There is no conclusive proof that freezing the virus can kill it, and in fact, current thinking at one leading medical facility (who asked not to be named) is that the virus becomes inert and then reanimates when it warms back up.
But viruses can be killed with ultraviolet light. It takes an exposure of at least 30 seconds, and one minute is a better idea if you are thinking of running envelopes and then after opening their contents through the light process. The same applies to all sorts of packaging. Health authorities caution against using U.V. light to sterilize the skin.
At present, the USPO provides no public precautions about handling mail, either for individuals or employees who do that as part of their job. One mail carrier we talked to confirmed she and her fellow U.S. Postal Service employees had not been given specific training on handling the mail in the era of coronavirus, except advice to wear gloves.
The carrier also said she is not worried about the mail she delivers but is concerned that a sick person could have contaminated letters she picks up from mailboxes. Parcel delivery services such as FedEx are sanitizing their trucks regularly.
Cal-OSHA Reporter’s Safety Procedures
Providence Publications, Cal-OSHA Reporter’s owner, has developed a protocol for handling the mail and packages we receive.
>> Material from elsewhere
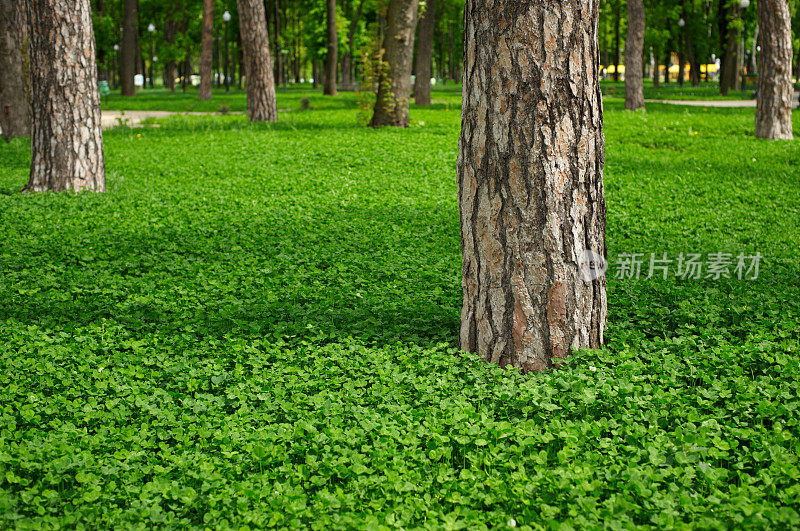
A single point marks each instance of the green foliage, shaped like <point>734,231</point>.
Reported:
<point>254,328</point>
Wearing disposable latex gloves, the person retrieves the mail from our post office boxes and places the boxes of mail into plastic bags, which are put in the cargo area of the vehicle.
After arriving back at the office – now at our publisher’s home or our controller’s home – the bags are left outside. The “contaminee” triages the mail sending items unwanted directly to the trash. Then the contaminee removes each piece of mail from the back while a second “clean” person spray disinfects it. Once envelopes are dry, the clean person slices open the envelopes, put them back down, and the contaminee removes the contents, lays it on the ground, and deposits envelopes in the trash. The contents are then spray disinfected on both sides. When dry, they are picked up by the clean person (also in gloves) and taken inside. We are exploring ultraviolet light options.
Packages are treated the same way. Decontamination, open, decontaminate content.
Other items are disposed of (such as boxes) and the bags the mail was carried in.